Some boundaries both parents need to follow:
- Don’t constantly bad-mouth the other parent
- Be direct and truthful, but leave kids out of the drama
- Work on your own recovery. Let the other parent work on theirs.
- Kids are smart. They know which parent is doing the right thing.
- Kids also know how to play the parents against each other.
- Kids learn how to deal with adversity by observing us. (Scary, I know!)
- Kids need secure boundaries themselves, especially now.
Respect isn’t always a word that comes to mind when either parent is describing the other parent. Both parents can be disrespectful in many ways.
Ways we can show disrespect to the other parent:
- Body language
- Trying to pry out information about the other parent
- Being focused on the divorce instead of on the healing and readjusting
- Constantly criticizing their parenting (even if they deserve it!)
- Using the kids as messengers.
- Dealing with co-parenting issues with the kids instead of the other parent
- Criticizing the ex’s new significant other
- Making it hard for kids to enjoy being with the other parent.

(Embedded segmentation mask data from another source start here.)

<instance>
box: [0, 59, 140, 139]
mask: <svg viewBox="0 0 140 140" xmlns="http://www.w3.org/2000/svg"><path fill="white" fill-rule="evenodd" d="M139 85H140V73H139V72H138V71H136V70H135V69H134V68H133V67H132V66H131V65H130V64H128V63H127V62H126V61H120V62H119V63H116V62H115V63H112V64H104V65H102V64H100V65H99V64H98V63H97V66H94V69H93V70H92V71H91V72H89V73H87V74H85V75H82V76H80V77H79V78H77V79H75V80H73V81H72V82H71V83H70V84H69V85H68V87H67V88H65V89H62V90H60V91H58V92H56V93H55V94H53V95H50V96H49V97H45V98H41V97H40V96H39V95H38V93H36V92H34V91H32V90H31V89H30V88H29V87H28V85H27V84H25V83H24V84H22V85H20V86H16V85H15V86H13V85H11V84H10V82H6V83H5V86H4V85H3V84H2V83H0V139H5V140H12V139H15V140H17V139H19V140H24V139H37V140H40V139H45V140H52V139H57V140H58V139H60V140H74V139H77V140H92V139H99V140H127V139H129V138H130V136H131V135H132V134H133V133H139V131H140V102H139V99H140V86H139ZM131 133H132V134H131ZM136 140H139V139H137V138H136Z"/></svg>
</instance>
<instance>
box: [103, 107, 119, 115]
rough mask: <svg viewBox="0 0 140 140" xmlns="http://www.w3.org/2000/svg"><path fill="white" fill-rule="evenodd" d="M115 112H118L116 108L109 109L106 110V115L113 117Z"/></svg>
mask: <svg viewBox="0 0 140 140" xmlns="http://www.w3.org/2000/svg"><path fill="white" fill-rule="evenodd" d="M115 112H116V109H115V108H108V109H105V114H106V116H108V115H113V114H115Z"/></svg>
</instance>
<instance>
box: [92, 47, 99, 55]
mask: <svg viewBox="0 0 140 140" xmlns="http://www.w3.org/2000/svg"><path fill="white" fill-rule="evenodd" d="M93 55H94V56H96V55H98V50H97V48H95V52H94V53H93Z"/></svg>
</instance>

Be patient with your kids, too. This time of adjustment to the divorce is hard on everyone. If necessary, be flexible on a bedtime boundary if a kid needs to go shoot some baskets to calm himself down. Be patient with your daughter if she didn’t get her homework done because of some trauma that happened with the other parent.

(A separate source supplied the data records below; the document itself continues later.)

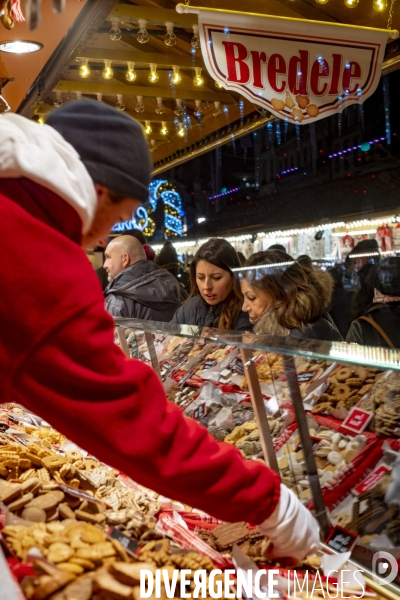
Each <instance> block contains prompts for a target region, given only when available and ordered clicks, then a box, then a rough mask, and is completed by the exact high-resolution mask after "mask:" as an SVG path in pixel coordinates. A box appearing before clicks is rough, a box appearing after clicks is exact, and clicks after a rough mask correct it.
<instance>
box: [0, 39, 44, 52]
mask: <svg viewBox="0 0 400 600" xmlns="http://www.w3.org/2000/svg"><path fill="white" fill-rule="evenodd" d="M42 48H43V44H40V43H39V42H29V41H25V40H14V41H13V42H0V52H8V53H9V54H29V53H30V52H37V51H38V50H41V49H42Z"/></svg>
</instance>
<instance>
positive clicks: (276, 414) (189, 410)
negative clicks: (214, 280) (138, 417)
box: [116, 319, 400, 595]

Another kind of boundary we have to develop after divorce is respect for ourselves. Divorce is one of the hardest life situations you will ever go through. Be patient with yourself. Be kind to yourself. Forgive yourself when you make a mistake. Be honest with your children and apologize when you need to. Taking responsibility for our mistakes is a great life lesson we can teach during this difficult time.

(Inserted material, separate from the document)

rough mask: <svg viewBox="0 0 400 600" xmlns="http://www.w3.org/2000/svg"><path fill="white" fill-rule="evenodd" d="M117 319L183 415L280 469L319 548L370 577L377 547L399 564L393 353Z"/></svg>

I also have a dedicated article about what to do when a Stepmother Oversteps Boundaries.
Try to keep your sense of humor! We all screw up and it’s not the end of the world. Apologize and try to do better tomorrow.
One last word:
If boundaries are crossed that are dangerous or illegal, do not hesitate to contact the proper authorities. Any form of harassment or stalking should not be tolerated. Have the boundaries clearly spelled out in the divorce decree, and tell your ex what the consequences will be for not respecting those boundaries.
Enforce your safety boundaries for the security of everyone concerned. Divorce can be volatile, and emotions are all more erratic and intense. Anything that puts anyone in physical danger is a job for professionals.
Regardless of how you’re doing with the new boundaries in your divorce or post-divorce life, get help! Find out more about our MasterPlan life transformation program which includes our safe, secure, private online MDRcommunity. Having a whole tribe of women to confide in and connect with makes boundaries with our ex easier to make … and to enforce.
I was really enjoying this article until I got to the section about time. Since when is it ok to say that it’s the Dad who is behaving badly (bringing new women into the situation, alcohol, etc.). There are many situations where it is the woman who is doing all of these things and it is the father worried about the moral standing of their exes house. It might be time to revise this article to state that sometimes “Exes move their partner in too quickly.” It’s not appropriate to generalize based on sex.
Good article except for the outdated sexism. Everything bad you say the ‘Dad’ did, my ex wife did and continues to do. Being a single dad who is raising 2 young children isn’t easy. Everyone gives the mom the benefit of the doubt and assumes the dad is a bad guy. Articles like this perpetuate that prejudice, and downplay the role that the ‘stable other parent’, the recipient of the betrayal, abuse, or addiction plays. It’s not 1960 anymore. Time to update the literature geared to help people – men AND women – that are going through divorce.